Aspek akhlak atau sikap perilaku (adab) menjadi aspek yang paling penting
untuk dijadikan corenya perkembangan agama dan keagamaan peserta didik usia SD.
Hal ini karena pertama sesuai dengan misi Islam yang utama, yaitu menyempurnakan
moral manusia (akhlak). Juga karena pada usia SD membangun perkembangan agama
dan keberagamaan melalui akhlak merupakan yang paling sesuai dengan
perkembangannya; baik perkembangan psikologisnya, tugas belajarnya,
intelektualnya, emosinya, juga perkembangan hidayahnya.
DAFTAR PUSTAKA
Abdul Mujib & Jusuf Mudzakkir. 2006. Ilmu Pendidikan Islam. Jakarta : KENCANA, 2006.

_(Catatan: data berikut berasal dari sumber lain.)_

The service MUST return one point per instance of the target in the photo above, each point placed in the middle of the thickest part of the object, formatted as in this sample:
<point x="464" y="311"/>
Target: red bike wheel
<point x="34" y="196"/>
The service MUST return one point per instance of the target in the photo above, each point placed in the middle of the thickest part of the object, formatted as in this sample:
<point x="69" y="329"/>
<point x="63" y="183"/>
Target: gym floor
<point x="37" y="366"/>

Abdul Mujib. 1999. Fitrah & Kepribadian Islam (sebuah pendekatan psikologis). Jakarta :
Darul Falah, 1999.
Abuddin Nata. 2010. Ilmu Pendidikan Islam. Jakarta : Kencana Prenada Media, 2010, p. 23.

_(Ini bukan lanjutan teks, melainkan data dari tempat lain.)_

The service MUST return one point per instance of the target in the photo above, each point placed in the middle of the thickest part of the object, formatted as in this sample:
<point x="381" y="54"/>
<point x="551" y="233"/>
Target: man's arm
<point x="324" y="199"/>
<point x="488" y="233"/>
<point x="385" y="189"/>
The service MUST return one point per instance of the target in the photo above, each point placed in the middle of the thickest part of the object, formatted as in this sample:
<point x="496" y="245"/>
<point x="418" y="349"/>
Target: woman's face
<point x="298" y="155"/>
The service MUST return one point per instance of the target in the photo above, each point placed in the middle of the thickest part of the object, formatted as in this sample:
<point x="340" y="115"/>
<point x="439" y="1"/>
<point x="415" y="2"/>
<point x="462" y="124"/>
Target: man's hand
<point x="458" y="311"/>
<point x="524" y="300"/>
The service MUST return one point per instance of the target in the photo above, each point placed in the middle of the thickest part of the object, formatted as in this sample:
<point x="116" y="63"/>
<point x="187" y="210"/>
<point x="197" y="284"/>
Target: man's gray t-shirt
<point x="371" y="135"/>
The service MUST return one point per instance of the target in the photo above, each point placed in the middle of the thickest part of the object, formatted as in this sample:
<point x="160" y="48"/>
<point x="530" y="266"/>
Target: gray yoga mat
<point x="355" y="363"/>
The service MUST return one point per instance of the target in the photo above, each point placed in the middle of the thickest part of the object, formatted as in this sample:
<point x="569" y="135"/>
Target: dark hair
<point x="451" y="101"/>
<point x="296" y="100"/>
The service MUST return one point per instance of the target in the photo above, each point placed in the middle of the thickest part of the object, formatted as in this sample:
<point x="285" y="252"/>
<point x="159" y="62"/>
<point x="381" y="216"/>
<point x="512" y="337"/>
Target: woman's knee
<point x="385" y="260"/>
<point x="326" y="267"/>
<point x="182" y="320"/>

—. 2005. Pendidikan dalam Persepektif al-Qur’an. Jakarta : UIN Jakarta Press, 2005, p. 15.
Bambang Syamsul Arifin, Psikologi Agama, Pustaka Setia, Bandung, 2008, hlm. 47
Hafi Anshari, Dasar-Dasar Ilmu Jiwa Agama, (Surabaya: Usaha Nasional, 1991), hlm. 69-70.
Inayat Khan. 2002. Metode Mendidik Anak Secara Sufi. Bandung : Penerbit Marja', 2002.
M. Arifin. 1996. Ilmu Pendidikan Islam; Tinjauan Teoritis dan Praktis Berdasarkan
Pendekatan Interdisipliner. Jakarta : Bumi Aksara, 1996.
M. Ismail Yusanto & M. Sigit Purnawan Jati. 2002. Membangun Kepribadian Islam. Jakarta :
Khairul Bayan, 2002, p. 23.
Rumayalis. 2010. Metodelogi Pendidikan Agama Islam. Jakarta : Kalam Mulia, 2010.
Tafsir, Ahmad. 2007. Islam, Ilmu Pendidikan dalam Perspektif. Bandung : PT Remaja
Rosdakarya, 2007, pp. 50-51.
Yahya, Jaya. 1994. Spiritualisasi Islam. Jakarta : CV RUHAMA, 1994, pp. 1-3.
Zakiyah Daradjat. 1996. Ilmu Jiwa Agama. Jakarta : Bulan Bintang, 1996.